Die Gasbranche steht vor zahlreichen Herausforderungen. Dazu gehört die Verpflichtung, die Versorgungssicherheit zu gewährleisten und gleichzeitig die Dekarbonisierung voranzutreiben, um die deutschen und europäischen Klimaziele zu erreichen. Zur Bewältigung dieser Aufgaben sind innovative Lösungen und alternative Energieträger gefragt.
Wasserstoff als zentraler Eckpfeiler der Energieversorgung
Wasserstoff gilt als Schlüsselelement für eine erfolgreiche Dekarbonisierung. Er kann in verschiedenen Sektoren eingesetzt werden, insbesondere in energieintensiven Industriezweigen, wie der Chemie- und Stahlindustrie, sowie dem Schwerlasttransport. Um den zukünftigen Bedarf an Wasserstoff zu decken, ist neben einer vermehrten Wasserstoffproduktion auch ein massiver Ausbau der Wasserstoffinfrastruktur notwendig. Wie bei konventionellen Energieträgern sind Erzeugung und Verbrauch auch bei Wasserstoff räumlich und zeitlich voneinander getrennt. Ohne ausreichende Transportleitungen und Speicher kann das Potenzial von Wasserstoff für das Erreichen der Klimaziele nicht ausgeschöpft werden. Die Lösung sind unterirdische Wasserstoffspeicher. Sie sind das fehlenden Puzzlestück der Energiewende und ermöglichen eine mittel- und langfristige Energiespeicherung für ein sicheres und kosteneffizientes Energiesystem der Zukunft – sie sind die Batterie der Energiewende. Hier setzt Storengy Deutschland mit dem Projekt SaltHy an.

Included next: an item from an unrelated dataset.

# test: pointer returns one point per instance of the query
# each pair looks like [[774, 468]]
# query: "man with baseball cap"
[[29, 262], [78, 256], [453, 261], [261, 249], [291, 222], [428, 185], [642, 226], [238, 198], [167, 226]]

SaltHy: Ein Pionierprojekt
SaltHy ist ein norddeutsches Pionierprojekt, das die bewährte Technologie der Salzkavernenspeicherung auf Wasserstoff anwendet. Im Zuge des Projektes wird einer der ersten Wasserstoffspeicher Deutschlands realisiert. Mit SaltHy unterstützt Storengy Deutschland den Markthochlauf für Wasserstoff in Europa und trägt zur erfolgreichen Umsetzung der Klimaziele bei. Doch auch das Speichern von Wasserstoff bringt Herausforderungen mit sich. Dazu gehören die Materialauswahl, das Anlagenlayout und die erhöhten Flexibilitätsanforderungen an die Speicher. Zusätzlich stellen unklare Rahmenbedingungen bezüglich der vom H2-Fernleitungsnetz auferlegten Druckverhältnisse und Anforderungen an die Gasbeschaffenheit Storengy vor weitere Aufgaben. Die Klärung dieser Faktoren ist entscheidend, um das volle Potenzial von Wasserstoffspeichern wie SaltHy zu realisieren.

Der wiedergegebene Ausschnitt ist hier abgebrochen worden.